As the leading music platform, it is surprising that Spotify hasn’t created a pathway for superfans of music to engage deeper with artists or each other. Spotify makes referrals to buy concert tickets or merchandise —a very traditional sense of what the music fan wants—but hasn’t deepened the online music experience for the segment of its user base that would happily pay more for music-related experiences online (whether in the form of tipping, digital goods, special digital access to live shows, etc.) or for deeper exposure to the process (and people) behind their favorite songs.

Tencent Music has an advantage in creating social music experiences because it is part of the same company that owns the country’s leading social apps and is integrated into them. It has been able to build off the social graph of WeChat and QQ rather than building a siloed social network for music. Even Spotify’s main corporate rivals, Apple Music and Amazon Music, aren’t attached to leading social platforms. (Another competitor, YouTube Music, is tied to YouTube but the video service’s social features are secondary aspects of the product compared to the primary role of social interaction on Facebook, Instagram, and WhatsApp).

Spotify could build out more interactive products itself or could buy social-music startups like Smule, but Tencent Music’s success also suggests the benefits of a deal that’s sometimes speculated about by VCs and music industry observers: a Facebook acquisition of Spotify. As one, the leading social media company and the leading music streaming company could build out more valuable video live streaming, group music sharing, karaoke, and other social interactions around music that tap Facebook’s 2 billion users to use Spotify as their default streaming service and lock existing Spotify subscribers into the service that integrates with their go-to social apps.

Deeper social functionality doesn’t seem to be the path Spotify is prioritizing, though. It has removed several social features over the years and is anchoring itself in professional content distribution (rather than user-generated content creation), becoming the new pipes for professional musicians to put their songs out to the world (and likely aiming to disrupt the role of labels and publishers more than they will publicly admit). To that point, the company’s acquisitions—of startups like Loudr, Mediachain, and Soundtrap—have focused on content analytics, content recommendation, royalty tracking, and tools for professional creators.

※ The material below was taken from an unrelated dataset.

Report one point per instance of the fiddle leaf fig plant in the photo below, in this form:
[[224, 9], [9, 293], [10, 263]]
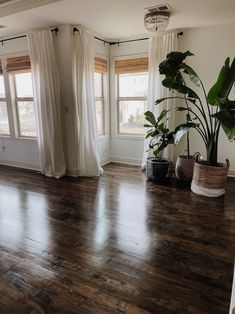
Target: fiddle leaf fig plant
[[159, 134], [213, 110]]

This is the same race its more deep-pocketed competitors are running, however, and it doesn’t lock consumers into the platform like the network effects of a social app or the exclusivity of a mobile game do. It recently began opening its platform for musicians to add their songs directly—something Tencent Music has allowed for years—but this seems less like a move to a YouTube or SoundCloud-style user-generated content platform and more like a chess move in the game of eventually displacing labels. Ultimately, though, building out more social interaction around music will be critical to it in escaping the race with Apple Music and the rest by achieving more defensibility.